For years, there has been talk about OnePlus releasing a tablet. That day has finally come, and OnePlus now has the OnePlus Pad, which is officially launching on May 8. I’ve been using one for the past few weeks, and for the most part, the tablet looks great — though the software is a bit lacking.
However, I have some qualms about OnePlus’ decision to place a single, large camera sensor right smack dab in the top middle of a tablet that is designed for horizontal use. How did this not bother whoever came up with it? Maybe I’m using my tablets wrong, but I doubt it.
The OnePlus Pad has a very premium design
First off, the OnePlus Pad has one of the most unique and distinctive aesthetics I’ve seen on a tablet. It’s a unified metal body with elegant round edges and a chambered frame design. OnePlus used aluminum alloy CNC cutting crafts to give the OnePlus Pad a brushed metal texture on the back of the tablet, similar to the grooves you’d find on a vinyl record.
It also comes in one colorway: Halo Green. OnePlus chose this color because “green gestates life, passion, and a presence that mirrors the power of nature with rawness, strength, and vitality. Being expansive and stunning, the Halo Green colorway also blends the vibrancy of life with the vastness of space.”
Yeah, that’s a lot of marketing gibberish for a color, but there’s no doubt the sage green shade will turn heads, especially in the right lighting. It reminds me of the Midnight Green iPhone 11 Pro and Alpine Green iPhone 13 Pro, both of which I was a fan of.
Like the 10th-generation iPad, the OnePlus Pad is designed for horizontal use. The front-facing camera is positioned alongside the longer edge (where the OnePlus Stylo magnetically attaches), and there is a three-point pogo pin on the opposite side to connect to the OnePlus Magnetic Keyboard (the Stylo and Keyboard are both sold separately).
That is one heck of a spot for the camera
However, on the back of the OnePlus Pad’s beautifully engineered brushed metal body is a single — and very large — 13MP camera lens.

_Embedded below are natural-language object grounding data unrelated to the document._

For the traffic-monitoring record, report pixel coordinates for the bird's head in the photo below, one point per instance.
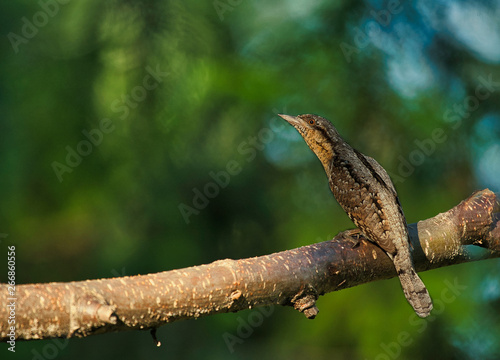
(319, 134)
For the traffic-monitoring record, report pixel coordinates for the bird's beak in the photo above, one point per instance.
(292, 120)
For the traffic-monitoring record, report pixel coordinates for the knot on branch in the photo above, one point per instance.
(235, 300)
(305, 301)
(90, 311)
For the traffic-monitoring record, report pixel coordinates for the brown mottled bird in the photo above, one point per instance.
(366, 193)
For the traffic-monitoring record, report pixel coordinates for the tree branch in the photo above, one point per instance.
(291, 278)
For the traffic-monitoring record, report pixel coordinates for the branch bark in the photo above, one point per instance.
(292, 278)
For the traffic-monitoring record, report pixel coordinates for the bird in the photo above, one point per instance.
(365, 191)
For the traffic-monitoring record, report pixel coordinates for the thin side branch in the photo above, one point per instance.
(292, 278)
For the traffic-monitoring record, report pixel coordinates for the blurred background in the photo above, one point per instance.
(117, 115)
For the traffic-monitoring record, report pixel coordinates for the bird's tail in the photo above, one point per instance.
(413, 288)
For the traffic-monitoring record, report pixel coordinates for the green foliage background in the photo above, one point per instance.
(388, 75)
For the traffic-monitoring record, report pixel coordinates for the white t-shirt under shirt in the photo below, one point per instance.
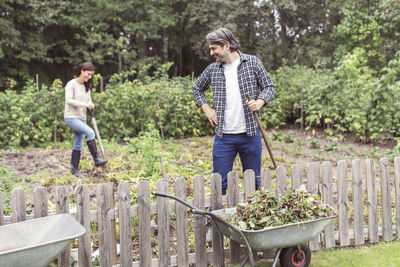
(234, 120)
(76, 100)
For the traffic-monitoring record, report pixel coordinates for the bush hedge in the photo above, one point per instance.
(351, 98)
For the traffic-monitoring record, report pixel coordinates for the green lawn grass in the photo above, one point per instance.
(382, 254)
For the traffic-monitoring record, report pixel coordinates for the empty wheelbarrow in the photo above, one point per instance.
(289, 239)
(35, 243)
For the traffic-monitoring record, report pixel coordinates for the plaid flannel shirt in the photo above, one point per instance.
(253, 79)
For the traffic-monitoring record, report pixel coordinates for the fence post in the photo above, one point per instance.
(397, 190)
(125, 225)
(357, 202)
(313, 180)
(62, 206)
(266, 184)
(386, 201)
(343, 204)
(266, 178)
(327, 191)
(249, 183)
(144, 224)
(18, 205)
(249, 189)
(40, 202)
(83, 217)
(216, 203)
(281, 181)
(181, 223)
(233, 199)
(104, 194)
(372, 202)
(296, 176)
(164, 257)
(200, 227)
(1, 209)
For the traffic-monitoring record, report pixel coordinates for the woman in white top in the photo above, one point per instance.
(77, 100)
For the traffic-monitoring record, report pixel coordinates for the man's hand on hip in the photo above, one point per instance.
(255, 105)
(210, 114)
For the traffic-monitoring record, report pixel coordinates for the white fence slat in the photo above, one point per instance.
(144, 223)
(397, 192)
(2, 221)
(327, 187)
(125, 225)
(200, 222)
(181, 223)
(62, 206)
(313, 180)
(357, 202)
(281, 180)
(344, 237)
(233, 199)
(265, 178)
(18, 205)
(216, 203)
(40, 202)
(386, 200)
(296, 176)
(83, 217)
(104, 224)
(372, 202)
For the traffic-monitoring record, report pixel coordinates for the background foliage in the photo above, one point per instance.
(335, 64)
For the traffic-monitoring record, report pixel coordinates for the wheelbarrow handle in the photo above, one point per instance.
(187, 204)
(197, 211)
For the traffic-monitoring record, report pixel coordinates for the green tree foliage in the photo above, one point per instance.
(373, 25)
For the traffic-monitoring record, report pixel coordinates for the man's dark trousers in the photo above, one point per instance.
(225, 150)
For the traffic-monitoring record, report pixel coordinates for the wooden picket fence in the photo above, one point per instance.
(352, 190)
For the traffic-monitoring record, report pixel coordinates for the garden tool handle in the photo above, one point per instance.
(263, 133)
(91, 112)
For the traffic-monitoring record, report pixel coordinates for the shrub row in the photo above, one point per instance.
(351, 98)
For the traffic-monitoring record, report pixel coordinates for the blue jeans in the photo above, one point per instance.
(225, 150)
(81, 129)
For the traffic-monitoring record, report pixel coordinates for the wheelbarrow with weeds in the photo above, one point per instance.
(36, 242)
(290, 240)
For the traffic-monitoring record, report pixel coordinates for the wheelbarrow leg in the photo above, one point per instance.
(276, 257)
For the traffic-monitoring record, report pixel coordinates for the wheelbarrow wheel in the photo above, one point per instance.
(290, 258)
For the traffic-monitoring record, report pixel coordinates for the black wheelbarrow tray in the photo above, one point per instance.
(36, 242)
(288, 239)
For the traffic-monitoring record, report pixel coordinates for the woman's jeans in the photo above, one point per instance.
(225, 150)
(81, 129)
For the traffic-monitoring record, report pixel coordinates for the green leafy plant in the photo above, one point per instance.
(264, 209)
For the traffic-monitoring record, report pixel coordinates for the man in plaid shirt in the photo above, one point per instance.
(231, 77)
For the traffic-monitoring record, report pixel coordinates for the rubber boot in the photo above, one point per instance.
(93, 150)
(75, 158)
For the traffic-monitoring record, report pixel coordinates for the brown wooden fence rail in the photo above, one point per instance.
(362, 193)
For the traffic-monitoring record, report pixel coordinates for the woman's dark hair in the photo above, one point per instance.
(87, 66)
(223, 36)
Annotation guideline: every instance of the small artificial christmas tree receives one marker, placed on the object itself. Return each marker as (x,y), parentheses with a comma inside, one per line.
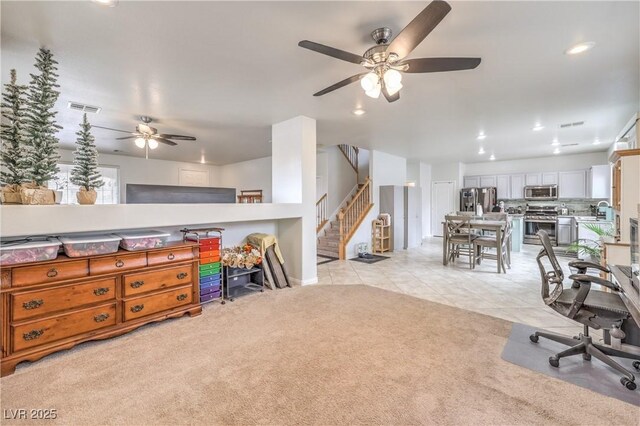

Not only does the large sensor look, well, odd, but it’s also peculiarly placed right in the top center (the opposite side of the front-facing camera).
Most tablets have their camera arrays in the corner, which is usually a spot that you don’t really touch when you are closing your tablet up to carry around and whatnot. But with the OnePlus Pad, it’s right in the center. OnePlus’ reasoning for this is symmetry and to save users from the hassle of adjusting the camera when taking photos since it’s already centered horizontally.
I can see what OnePlus is getting at with that reasoning, but here’s the thing: no one should be using a tablet as their main camera for taking photos while out and about. And the OnePlus Pad only has a 13MP camera on the back, which isn’t going to get you great photos when compared to all the smartphones that are out there, like the iPhone 14 Pro or even Samsung Galaxy S23 Ultra.
If you’re going to use a device for photos, it’s definitely going to be a smartphone or a camera, but certainly not a tablet. The only time you’ll really be using a tablet’s camera are those times you need to take a photo of a document for scanning. And when you do need a photo or video of yourself, chances are you’ll just use the front-facing camera (for selfies, video calls, etc).
My biggest issue with the OnePlus Pad camera is really the placement. I’ve been using the OnePlus Pad with the OnePlus Magnetic Keyboard this entire time, and every time I grab the tablet to lift it out of the magnetic keyboard slot, I usually grab it from the center (it’s what I usually do with my iPad Pro in Logitech keyboard case too), which results in me smudging up the camera. I also tend to just grab a tablet around the center to carry it around without a bag or sleeve, and with the OnePlus Pad, that means usually touching the camera.
I’ve never had a problem with the camera on my older 2020 11-inch iPad Pro because the camera is out of the way and never where my hands end up. Perhaps it’s just a personal thing, but I don’t like having the camera in the center like the OnePlus Pad, especially since it’s larger, too, so it just gets in the way.
It kind of feels over-engineered to the point where it affects practicality, especially since — again — this isn’t going to be your main camera device.